When in the Access Project on my "development" laptop that also hosts the SQL Server database, Access Options - Server - Connection brings up the "Data Link Properties" dialogue window, whose Connection tab has "Use Windows NT integrated security" selected rather than "Use a specific name and password" as the "information to logon to the server".

As far as I can see, the SQL Server settings are for "Windows authentication". On my "remote" PC I am launching a copy of the Access Project using a "run-time" version of Access. I log on to the remote PC with an identical Windows XP user name and password as I use on my laptop, and both are administrator users.

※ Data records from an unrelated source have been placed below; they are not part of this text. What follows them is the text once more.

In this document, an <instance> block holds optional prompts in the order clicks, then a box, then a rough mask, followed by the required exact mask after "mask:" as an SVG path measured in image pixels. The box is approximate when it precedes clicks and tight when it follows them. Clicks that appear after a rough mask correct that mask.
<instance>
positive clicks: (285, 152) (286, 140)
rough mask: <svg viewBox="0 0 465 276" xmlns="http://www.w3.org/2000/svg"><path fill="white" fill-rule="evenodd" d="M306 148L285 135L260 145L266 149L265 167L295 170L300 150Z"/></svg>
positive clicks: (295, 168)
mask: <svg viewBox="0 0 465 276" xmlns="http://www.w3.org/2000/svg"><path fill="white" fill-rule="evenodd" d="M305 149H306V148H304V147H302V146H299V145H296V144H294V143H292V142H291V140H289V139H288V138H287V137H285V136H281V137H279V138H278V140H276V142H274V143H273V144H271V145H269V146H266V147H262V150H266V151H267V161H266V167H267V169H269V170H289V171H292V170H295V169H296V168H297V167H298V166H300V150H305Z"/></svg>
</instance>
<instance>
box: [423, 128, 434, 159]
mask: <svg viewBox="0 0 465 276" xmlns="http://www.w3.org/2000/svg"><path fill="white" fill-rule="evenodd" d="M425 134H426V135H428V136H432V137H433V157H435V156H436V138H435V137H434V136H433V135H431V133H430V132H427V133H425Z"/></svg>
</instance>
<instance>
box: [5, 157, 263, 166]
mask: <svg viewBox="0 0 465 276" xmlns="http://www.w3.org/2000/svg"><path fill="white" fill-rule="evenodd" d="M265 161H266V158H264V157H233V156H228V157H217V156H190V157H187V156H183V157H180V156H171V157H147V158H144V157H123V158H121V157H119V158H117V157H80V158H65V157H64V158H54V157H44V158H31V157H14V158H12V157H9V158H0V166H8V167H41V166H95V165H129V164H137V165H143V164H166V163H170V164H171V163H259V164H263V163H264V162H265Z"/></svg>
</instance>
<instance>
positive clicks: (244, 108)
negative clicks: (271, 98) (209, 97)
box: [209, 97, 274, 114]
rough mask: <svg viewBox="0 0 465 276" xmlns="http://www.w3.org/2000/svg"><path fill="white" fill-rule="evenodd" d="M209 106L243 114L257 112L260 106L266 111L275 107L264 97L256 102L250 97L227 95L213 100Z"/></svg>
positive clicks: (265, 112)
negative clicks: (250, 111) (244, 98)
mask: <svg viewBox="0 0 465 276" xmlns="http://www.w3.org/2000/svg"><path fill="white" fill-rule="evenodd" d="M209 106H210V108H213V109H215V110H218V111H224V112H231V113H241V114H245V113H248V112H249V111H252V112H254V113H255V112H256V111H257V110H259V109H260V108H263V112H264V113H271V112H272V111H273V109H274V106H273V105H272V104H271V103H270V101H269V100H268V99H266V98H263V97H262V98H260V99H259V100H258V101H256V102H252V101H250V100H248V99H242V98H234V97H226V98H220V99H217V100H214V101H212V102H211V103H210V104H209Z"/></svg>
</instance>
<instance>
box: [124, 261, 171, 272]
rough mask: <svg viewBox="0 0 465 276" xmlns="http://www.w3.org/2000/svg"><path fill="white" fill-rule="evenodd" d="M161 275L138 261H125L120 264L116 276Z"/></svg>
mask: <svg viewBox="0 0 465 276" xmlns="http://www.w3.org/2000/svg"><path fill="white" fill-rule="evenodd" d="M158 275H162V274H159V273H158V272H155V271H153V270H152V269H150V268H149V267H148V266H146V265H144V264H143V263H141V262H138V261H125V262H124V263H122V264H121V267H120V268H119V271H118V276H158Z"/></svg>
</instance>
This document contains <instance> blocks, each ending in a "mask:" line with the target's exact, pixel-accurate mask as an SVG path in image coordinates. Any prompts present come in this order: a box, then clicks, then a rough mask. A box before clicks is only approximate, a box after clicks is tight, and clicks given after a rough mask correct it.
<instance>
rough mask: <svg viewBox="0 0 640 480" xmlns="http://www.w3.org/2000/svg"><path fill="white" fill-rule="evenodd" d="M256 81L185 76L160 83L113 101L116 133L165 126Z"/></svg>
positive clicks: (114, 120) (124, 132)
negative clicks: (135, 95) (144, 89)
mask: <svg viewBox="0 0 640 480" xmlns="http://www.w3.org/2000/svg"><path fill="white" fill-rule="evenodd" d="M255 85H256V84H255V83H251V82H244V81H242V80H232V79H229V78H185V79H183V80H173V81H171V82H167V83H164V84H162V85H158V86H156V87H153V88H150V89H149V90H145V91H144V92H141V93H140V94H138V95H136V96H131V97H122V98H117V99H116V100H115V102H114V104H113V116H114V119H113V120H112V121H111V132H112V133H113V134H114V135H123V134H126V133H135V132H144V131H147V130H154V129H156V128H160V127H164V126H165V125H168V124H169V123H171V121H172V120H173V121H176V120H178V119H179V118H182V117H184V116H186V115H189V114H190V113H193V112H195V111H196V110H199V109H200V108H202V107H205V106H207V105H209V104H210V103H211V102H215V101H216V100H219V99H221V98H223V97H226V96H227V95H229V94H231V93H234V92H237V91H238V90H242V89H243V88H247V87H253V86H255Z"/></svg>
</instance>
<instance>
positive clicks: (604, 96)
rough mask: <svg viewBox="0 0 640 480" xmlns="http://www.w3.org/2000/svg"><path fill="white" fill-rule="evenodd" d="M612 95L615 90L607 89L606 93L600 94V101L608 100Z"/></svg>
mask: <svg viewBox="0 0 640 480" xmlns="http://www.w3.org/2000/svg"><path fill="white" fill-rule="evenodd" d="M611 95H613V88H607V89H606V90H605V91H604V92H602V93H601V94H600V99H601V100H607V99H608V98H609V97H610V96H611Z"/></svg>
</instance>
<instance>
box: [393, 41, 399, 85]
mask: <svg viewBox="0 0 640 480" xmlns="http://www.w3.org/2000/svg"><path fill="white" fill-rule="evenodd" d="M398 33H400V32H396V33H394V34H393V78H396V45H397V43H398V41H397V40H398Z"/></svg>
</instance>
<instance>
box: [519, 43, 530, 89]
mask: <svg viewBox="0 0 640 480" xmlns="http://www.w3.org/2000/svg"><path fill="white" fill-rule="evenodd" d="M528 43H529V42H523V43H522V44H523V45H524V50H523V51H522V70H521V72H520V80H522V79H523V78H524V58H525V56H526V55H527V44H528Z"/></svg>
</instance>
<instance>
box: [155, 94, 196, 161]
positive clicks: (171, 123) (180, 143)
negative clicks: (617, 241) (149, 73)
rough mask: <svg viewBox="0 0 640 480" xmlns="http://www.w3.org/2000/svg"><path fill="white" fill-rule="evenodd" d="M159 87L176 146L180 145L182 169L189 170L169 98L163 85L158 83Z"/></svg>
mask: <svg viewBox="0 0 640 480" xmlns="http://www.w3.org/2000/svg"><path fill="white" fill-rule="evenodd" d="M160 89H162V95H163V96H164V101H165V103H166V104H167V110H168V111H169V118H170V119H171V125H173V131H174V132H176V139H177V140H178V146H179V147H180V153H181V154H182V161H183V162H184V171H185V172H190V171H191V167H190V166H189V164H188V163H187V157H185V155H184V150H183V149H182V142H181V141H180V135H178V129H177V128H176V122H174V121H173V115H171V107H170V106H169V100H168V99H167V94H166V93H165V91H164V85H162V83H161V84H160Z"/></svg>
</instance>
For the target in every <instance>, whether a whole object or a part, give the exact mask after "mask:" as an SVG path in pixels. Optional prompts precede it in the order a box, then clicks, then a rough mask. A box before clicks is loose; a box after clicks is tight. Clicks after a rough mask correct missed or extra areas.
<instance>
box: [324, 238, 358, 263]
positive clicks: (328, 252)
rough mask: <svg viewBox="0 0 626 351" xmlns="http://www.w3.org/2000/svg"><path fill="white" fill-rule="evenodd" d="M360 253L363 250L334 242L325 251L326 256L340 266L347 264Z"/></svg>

On my "remote" PC, after my Access Project's initial "splash" screen is displayed, I get the error message "Error Numb : 18456, Error Desc : Joe Cool V2 could not log on to the server. Verify that the log on information is correct". It is at this stage that the Access program would be trying to read the "Operaters" table from the database to allow the user to log on to the application.
"Joe Cool V2" is the name of the shortcut on the remote PC's desktop, rather than a user name.

The shortcut on the remote PC is launching the Access file "JCSQL.accdr", which was produced by an "Installer Package" created on the "development" laptop using Access's "Developer Toolkit". Is ".accdr" the correct suffix for a deployed Access "Project" that starts life as a ".adp" file on the development computer?

Thanks in advance for any further help you can offer. Colin.